Time to Most Recent Common Ancestor (TMRCA) calculation

 

We would like to use the genetic difference between two Y-STR samples to estimate how closely related they are. We can do this by multiplying the genetic difference by the value below. The result is the the estimated number of generations of separation.
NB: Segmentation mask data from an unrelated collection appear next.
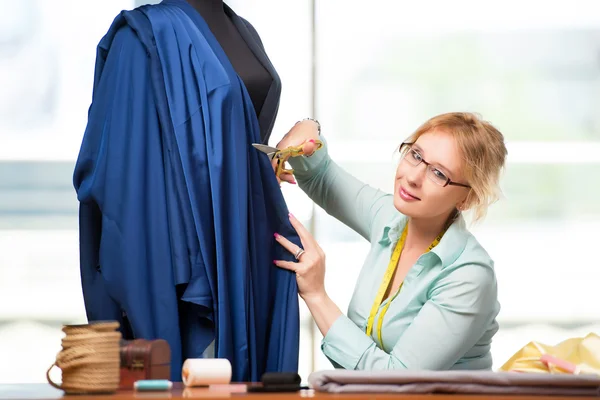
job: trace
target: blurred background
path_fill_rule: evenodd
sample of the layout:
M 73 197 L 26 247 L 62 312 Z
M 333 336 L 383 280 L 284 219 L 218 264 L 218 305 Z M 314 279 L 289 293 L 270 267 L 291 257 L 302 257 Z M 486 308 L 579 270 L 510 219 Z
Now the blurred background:
M 96 45 L 122 9 L 147 3 L 0 0 L 0 383 L 44 382 L 61 325 L 86 321 L 72 172 Z M 336 161 L 391 190 L 394 150 L 427 118 L 476 111 L 504 133 L 504 198 L 472 229 L 496 261 L 495 368 L 529 341 L 600 332 L 600 2 L 226 3 L 283 81 L 271 144 L 315 116 Z M 345 310 L 368 243 L 283 190 Z M 332 368 L 304 307 L 301 338 L 304 380 Z

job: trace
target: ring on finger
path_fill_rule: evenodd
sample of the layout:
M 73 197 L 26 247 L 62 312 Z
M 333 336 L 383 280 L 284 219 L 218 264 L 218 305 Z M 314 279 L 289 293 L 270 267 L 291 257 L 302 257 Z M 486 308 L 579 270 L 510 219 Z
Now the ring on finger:
M 304 250 L 301 247 L 298 247 L 296 254 L 294 254 L 294 258 L 300 261 L 300 257 L 302 257 L 302 254 L 304 254 Z

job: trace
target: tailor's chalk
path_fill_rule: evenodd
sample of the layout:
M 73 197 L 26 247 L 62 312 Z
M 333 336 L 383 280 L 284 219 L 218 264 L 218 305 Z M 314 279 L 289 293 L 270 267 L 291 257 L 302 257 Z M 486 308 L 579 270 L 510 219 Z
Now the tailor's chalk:
M 171 390 L 173 382 L 167 379 L 145 379 L 135 381 L 133 388 L 139 391 Z

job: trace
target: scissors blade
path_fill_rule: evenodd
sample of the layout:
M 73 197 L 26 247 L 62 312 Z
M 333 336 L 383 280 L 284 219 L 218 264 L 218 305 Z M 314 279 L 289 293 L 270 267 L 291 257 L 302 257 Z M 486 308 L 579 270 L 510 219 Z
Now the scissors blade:
M 252 147 L 265 153 L 272 160 L 275 154 L 279 151 L 276 147 L 267 146 L 266 144 L 252 143 Z

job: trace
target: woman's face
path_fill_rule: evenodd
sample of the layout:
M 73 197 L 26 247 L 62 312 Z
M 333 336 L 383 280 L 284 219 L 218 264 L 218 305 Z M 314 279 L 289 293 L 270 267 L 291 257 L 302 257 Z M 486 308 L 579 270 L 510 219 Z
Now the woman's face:
M 468 184 L 463 175 L 463 159 L 456 141 L 442 130 L 433 130 L 421 135 L 412 145 L 412 151 L 400 161 L 396 170 L 394 206 L 412 218 L 447 217 L 469 193 L 465 187 L 443 187 L 434 182 L 443 182 L 446 176 L 452 182 Z M 413 165 L 419 160 L 431 166 L 425 162 Z

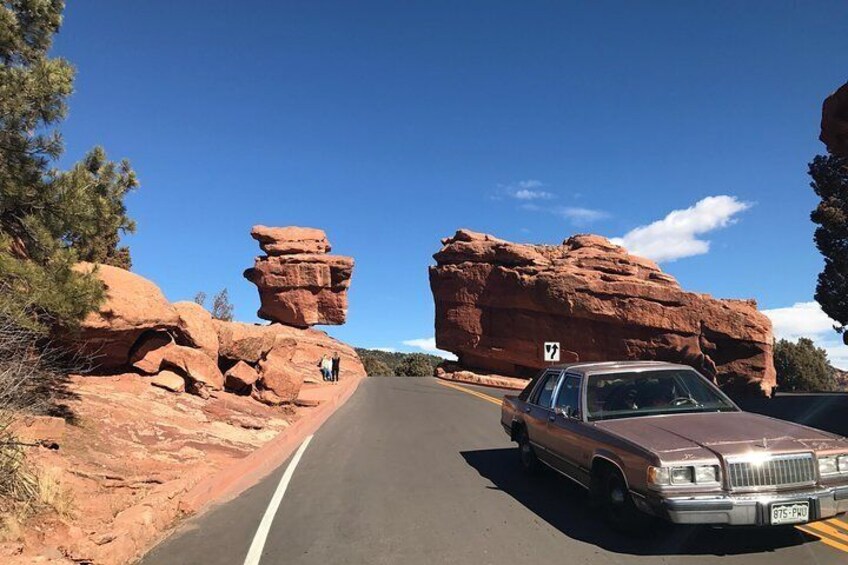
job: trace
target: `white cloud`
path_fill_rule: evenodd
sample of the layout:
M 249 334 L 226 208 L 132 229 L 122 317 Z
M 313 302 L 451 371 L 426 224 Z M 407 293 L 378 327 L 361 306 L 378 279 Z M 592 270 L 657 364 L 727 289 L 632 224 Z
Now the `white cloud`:
M 796 340 L 799 337 L 815 338 L 832 333 L 833 326 L 839 324 L 832 320 L 819 306 L 818 302 L 796 302 L 785 308 L 763 310 L 771 319 L 774 335 L 778 339 Z
M 397 353 L 397 349 L 394 347 L 374 347 L 372 349 L 374 349 L 374 351 L 383 351 L 385 353 Z
M 415 347 L 416 349 L 421 349 L 422 351 L 429 353 L 430 355 L 438 355 L 439 357 L 443 357 L 450 361 L 456 361 L 456 355 L 454 355 L 453 353 L 448 353 L 447 351 L 442 351 L 441 349 L 436 348 L 435 337 L 407 339 L 403 342 L 403 344 L 408 347 Z
M 557 216 L 571 220 L 577 225 L 585 225 L 609 217 L 609 214 L 603 210 L 593 210 L 592 208 L 580 208 L 576 206 L 558 206 L 553 208 L 551 212 Z
M 499 185 L 500 192 L 516 200 L 551 200 L 556 198 L 551 192 L 542 190 L 545 184 L 538 180 L 520 180 L 506 185 Z
M 784 308 L 763 310 L 771 319 L 777 339 L 797 341 L 806 337 L 827 351 L 831 364 L 840 369 L 848 367 L 848 347 L 833 327 L 839 324 L 822 311 L 818 302 L 796 302 Z
M 736 214 L 751 207 L 735 196 L 708 196 L 685 210 L 674 210 L 662 220 L 630 230 L 611 241 L 636 255 L 655 261 L 675 261 L 703 255 L 710 242 L 697 236 L 733 224 Z

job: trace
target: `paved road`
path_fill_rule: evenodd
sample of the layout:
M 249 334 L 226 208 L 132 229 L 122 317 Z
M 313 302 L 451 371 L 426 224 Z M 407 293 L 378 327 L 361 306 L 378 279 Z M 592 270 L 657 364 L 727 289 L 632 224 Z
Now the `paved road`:
M 429 378 L 363 382 L 304 451 L 261 563 L 848 563 L 844 522 L 828 526 L 833 546 L 797 529 L 613 534 L 570 481 L 523 475 L 498 424 L 502 394 Z M 244 563 L 287 466 L 187 522 L 143 564 Z

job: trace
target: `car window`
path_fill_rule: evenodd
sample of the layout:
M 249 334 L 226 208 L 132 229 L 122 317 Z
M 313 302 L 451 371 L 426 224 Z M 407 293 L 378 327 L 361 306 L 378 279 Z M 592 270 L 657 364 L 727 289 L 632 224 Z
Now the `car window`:
M 557 395 L 556 407 L 570 407 L 572 414 L 580 414 L 580 377 L 565 377 Z
M 559 373 L 546 373 L 542 377 L 542 382 L 539 383 L 539 388 L 536 389 L 536 395 L 531 402 L 545 408 L 550 408 L 558 380 Z
M 737 410 L 721 391 L 691 369 L 592 376 L 586 382 L 586 403 L 590 420 Z
M 524 400 L 524 401 L 526 402 L 526 401 L 527 401 L 527 399 L 529 399 L 529 398 L 530 398 L 530 393 L 531 393 L 531 392 L 533 392 L 533 390 L 536 388 L 536 383 L 538 383 L 538 382 L 539 382 L 539 379 L 541 379 L 541 378 L 542 378 L 542 375 L 544 375 L 544 374 L 545 374 L 545 372 L 544 372 L 544 371 L 539 371 L 539 372 L 536 374 L 536 376 L 535 376 L 535 377 L 533 377 L 533 378 L 530 380 L 530 382 L 529 382 L 529 383 L 527 383 L 527 386 L 526 386 L 526 387 L 524 387 L 524 390 L 522 390 L 522 391 L 521 391 L 521 394 L 519 394 L 519 395 L 518 395 L 519 400 Z

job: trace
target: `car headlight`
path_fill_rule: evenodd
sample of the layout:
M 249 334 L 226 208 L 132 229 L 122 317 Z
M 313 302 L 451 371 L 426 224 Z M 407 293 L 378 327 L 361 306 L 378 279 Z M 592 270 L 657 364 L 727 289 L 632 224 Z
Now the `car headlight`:
M 718 482 L 718 465 L 648 467 L 648 484 L 654 487 L 704 485 Z
M 718 467 L 715 465 L 699 465 L 695 467 L 695 482 L 698 484 L 717 483 Z
M 819 457 L 819 475 L 848 475 L 848 453 Z

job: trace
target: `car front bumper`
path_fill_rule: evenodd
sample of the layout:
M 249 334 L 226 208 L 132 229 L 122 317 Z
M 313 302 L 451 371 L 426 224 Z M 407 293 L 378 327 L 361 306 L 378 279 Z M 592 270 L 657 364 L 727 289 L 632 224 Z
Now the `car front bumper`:
M 772 504 L 803 501 L 810 503 L 810 521 L 824 520 L 848 512 L 848 486 L 798 492 L 719 496 L 643 497 L 636 495 L 633 499 L 640 510 L 675 524 L 768 526 Z

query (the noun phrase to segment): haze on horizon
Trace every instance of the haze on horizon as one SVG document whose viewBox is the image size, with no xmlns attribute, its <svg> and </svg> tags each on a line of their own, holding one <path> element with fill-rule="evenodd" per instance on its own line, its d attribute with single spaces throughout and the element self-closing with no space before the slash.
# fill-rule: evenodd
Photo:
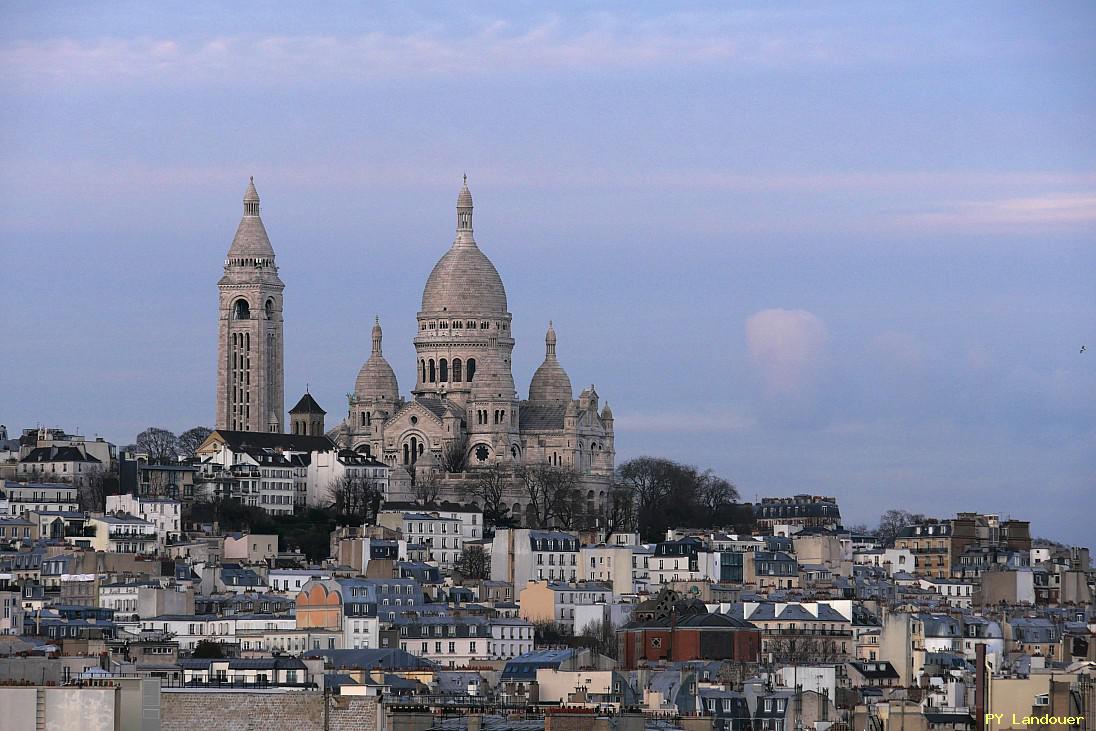
<svg viewBox="0 0 1096 731">
<path fill-rule="evenodd" d="M 1096 515 L 1096 6 L 0 6 L 0 423 L 212 425 L 249 175 L 286 406 L 406 394 L 467 173 L 524 392 L 744 499 Z M 1080 353 L 1082 345 L 1087 353 Z"/>
</svg>

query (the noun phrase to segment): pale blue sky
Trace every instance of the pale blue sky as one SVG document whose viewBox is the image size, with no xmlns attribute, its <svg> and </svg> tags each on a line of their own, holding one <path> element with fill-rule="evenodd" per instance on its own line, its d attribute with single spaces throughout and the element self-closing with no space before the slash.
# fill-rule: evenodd
<svg viewBox="0 0 1096 731">
<path fill-rule="evenodd" d="M 228 7 L 0 5 L 9 428 L 212 422 L 248 175 L 286 406 L 374 314 L 406 392 L 467 172 L 519 389 L 552 319 L 621 459 L 1094 542 L 1096 6 Z"/>
</svg>

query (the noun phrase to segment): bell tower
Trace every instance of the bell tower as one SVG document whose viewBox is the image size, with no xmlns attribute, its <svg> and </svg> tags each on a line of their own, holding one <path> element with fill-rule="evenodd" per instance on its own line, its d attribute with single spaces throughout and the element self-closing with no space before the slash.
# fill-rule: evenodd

If both samples are from genelogical Y-DNA testing of living subjects then the number of generations of separation is twice the number of generations back to their most recent common ancestor.

 

Y12 Y25 Y37 Y67 Y111
0.023 0.050 0.120 0.154 0.261

 

The above approach has some limitations. Firstly, it is only giving us the mid-point of a range of possibilities for the generations of separation. The fewer the markers used, the wider this range is, and the less reliable the estimate.

 

Secondly, the above calculations assume that the prior probabilities of each number of generations of separation are this same. Some of our ancestors had vastly more male line descendants than others however (as can be observed by looking at haplogroup sizes). If a DNA tester has a very large number of 40th cousins then, just by chance, some of them are likely to have descents with similar mutations, and to have much closer genetic differences than are predicted.

 

Quickly and Slowly mutating markers

 

As shown in the tables above, individual Y-STR markers vary widely in their mutation rates. Slower changing markers are useful in determining haplogroups, whilst faster changing markers are needed to understand more recent ancestry. The most rapidly changing 10 markers from the Y111 set are given below, together with their corresponding probabilities of mutating each generation.

 

CDY DYS710 DYS712 DYS576 DYS449 DYS570 DYS714 DYS650 DYS458 DYS534
0.03531 0.01828 0.01638 0.01240 0.00998 0.00928 0.00773 0.00758 0.00703 0.00686

 

Other factors affecting mutation rate

 

Other factors including the mutation rate can include the specific allele (i.e. the current repeat count for the marker) and the father's age. Different allele values also occur with significant different frequencies (see the Y-Chromosone STR Haplotype Reference Database for some examples).

 

Specific haplogroups will have predominant values for slower changing markers, reflecting the Y-STR profile of the common ancestor which they are defined by. This means that mutation rates for a given marker will tend to be similar within a haplogroup, and that more weight can be given to matches for alleles which are rare within that haplogroup.